A U.S. expat living in Shanghai recently gave me his assessment of China's
economic situation. Quoting him at length:
"First, after the October 2008 meltdown, the mood was grim and the term "Financial
Crisis" was on everybody's lips. Business announced hiring freezes all over
town - although I did not hear of any layoffs in the Multi-national companies
I frequent. Down in Guangzhou, of course, it was a different story - as millions
of migrant rural workers in Guangdong Province factories were laid off, and
there were many riots.
"What a difference a $600 Billion stimulus makes. Beijing flooded the country
with stimulus money, and it seems to be working (sentiment-wise). Everybody
is now optimistic again. Whereas before, there was a lack of interest in the
high-priced real estate here - the interest and investment is back. Companies
are optimistic and looking forward to the future - if they are NOT export-driven.
But those companies that specialize in exports are still sucking wind. The
auto and auto parts industry (for export) have been decimated. Come to think
of it - I haven't seen an expat buddy of mine lately since he got laid off
from his auto parts company several months ago. But American and European expats
from all sorts of industries are getting called home in droves - and that is
continuing.
"Hard to figure out this multi-faceted economic elephant - but if I had to
put it in a nutshell - it's this: Export-dependent companies are hurting, but
what with the stimulus freeing up bank lending and infrastructural development,
companies that focus on domestic production and consumption are doing well
and are optimistic about the future again, even though there is an employment
problem with young college graduates that can't find a job (the job market
is not expanding, to my knowledge, but there are no mass layoffs).
"It has me guessing. I've been quite surprised by the turnaround. It looks
like China is much less export-dependent for its growth than I'd thought. Perhaps
the great "decoupling" theory is correct after all. Then again, there is that
$600 billion in stimulus.
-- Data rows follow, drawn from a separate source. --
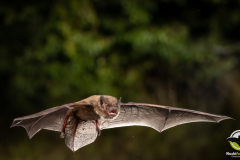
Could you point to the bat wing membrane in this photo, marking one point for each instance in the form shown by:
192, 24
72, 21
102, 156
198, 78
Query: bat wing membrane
157, 117
51, 119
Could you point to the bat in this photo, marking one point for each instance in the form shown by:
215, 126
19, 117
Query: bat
81, 122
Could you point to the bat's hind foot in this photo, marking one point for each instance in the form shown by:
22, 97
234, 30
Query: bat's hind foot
97, 128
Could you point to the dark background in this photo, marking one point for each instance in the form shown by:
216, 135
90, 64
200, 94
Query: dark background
179, 53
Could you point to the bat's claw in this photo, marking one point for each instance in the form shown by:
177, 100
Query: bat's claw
99, 131
97, 128
62, 135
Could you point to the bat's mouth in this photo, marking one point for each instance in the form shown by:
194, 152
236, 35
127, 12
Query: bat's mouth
112, 112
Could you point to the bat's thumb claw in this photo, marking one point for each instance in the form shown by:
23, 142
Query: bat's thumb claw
62, 135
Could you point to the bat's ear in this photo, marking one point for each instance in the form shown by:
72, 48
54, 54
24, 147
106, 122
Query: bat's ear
102, 102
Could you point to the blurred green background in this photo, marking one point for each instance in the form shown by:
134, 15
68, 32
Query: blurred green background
179, 53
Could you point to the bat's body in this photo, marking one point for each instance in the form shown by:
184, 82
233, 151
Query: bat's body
81, 122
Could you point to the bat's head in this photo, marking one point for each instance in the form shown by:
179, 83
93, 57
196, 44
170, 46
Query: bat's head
109, 105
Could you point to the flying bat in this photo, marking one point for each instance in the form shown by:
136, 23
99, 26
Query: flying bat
81, 122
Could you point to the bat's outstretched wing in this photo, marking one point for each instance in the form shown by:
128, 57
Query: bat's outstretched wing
51, 119
77, 133
157, 117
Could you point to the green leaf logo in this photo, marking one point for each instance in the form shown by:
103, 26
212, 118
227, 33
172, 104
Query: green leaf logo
234, 145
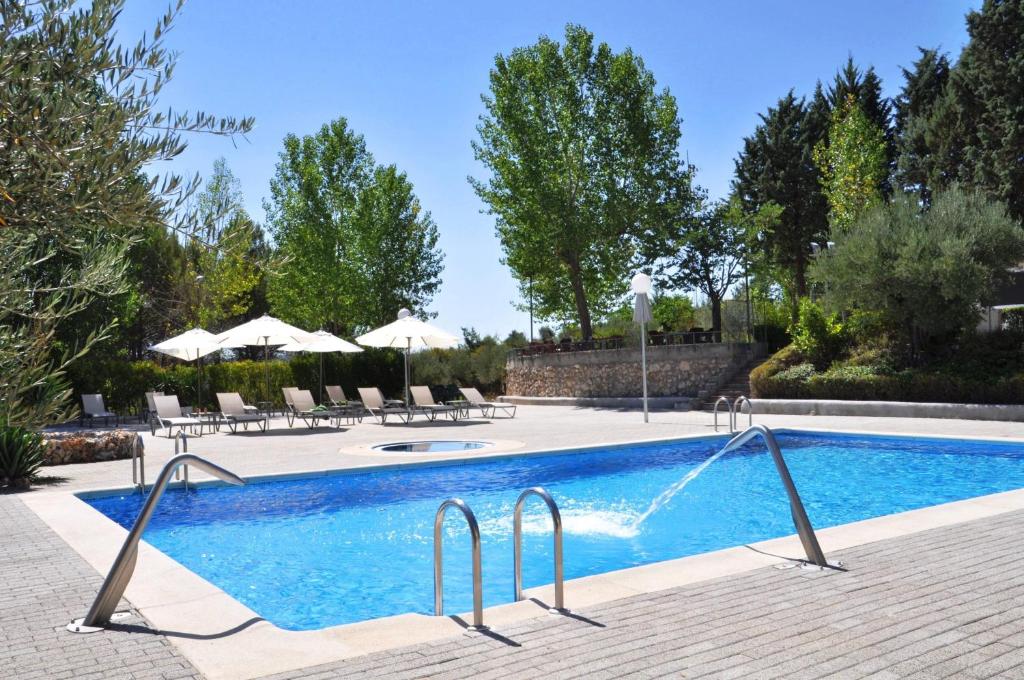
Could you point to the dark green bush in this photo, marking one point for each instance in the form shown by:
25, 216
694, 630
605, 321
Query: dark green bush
784, 376
761, 376
20, 456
So, time will tell whether this turnaround is sustainable
on its own."
A definite prediction of where China's economy is headed in the longer-term
outlook is beyond the scope of this commentary. Our main concern is the intermediate-term
outlook for China's stock market, which in turn tends to lead economic performance.
For that reason we developed the CHINAMO internal momentum indicator series
earlier this year and are using them to point to strength or weakness within
the market for U.S.-listed Chinese shares. CHINAMO has a secondary application
of predicting where the general economy for China is headed in the interim
outlook since major stock price trends tend to precede, or at least coincide
with, economic trends.
This summer, China's benchmark Shanghai Composite Index fell more than 20
percent below this year's high, supposedly on concerns that China's economic
recovery would falter as its government curtails lending. Moreover, there are
signs that since hosting last year's Olympic Games in Beijing, China's economy
is suffering from the infamous "Olympic Curse."
The lynch pin behind the rally of U.S. listed Chinese stocks (as reflected
in the various China ETFs) has been the fact that the dominant longer-term
internal momentum indicator for the China stock group has been in a strong
uptrend. This has held true since earlier this year when the market recovery
first began and continued through the summer, even when the Shanghai Composite
Index had its 20% + decline. The short-term momentum indicator (dark blue line)
and the internal trend (pink line) have been in decline since June, as has
the sub-dominant interim momentum (orange line). More recently the dominant
interim momentum indicator (light blue line) has started to roll over into
a downtrend. Yet all the while the long-term momentum indicator (circled) continued
its rise. Until now...

As the circled indicator shows, long-term momentum has apparently peaked and
is just starting to reverse its uptrend. Assuming this continues to accelerate
into a downward trend it will eventually lead to a bumpy ride for the China
stocks and another fall in the Shanghai index likely to follow.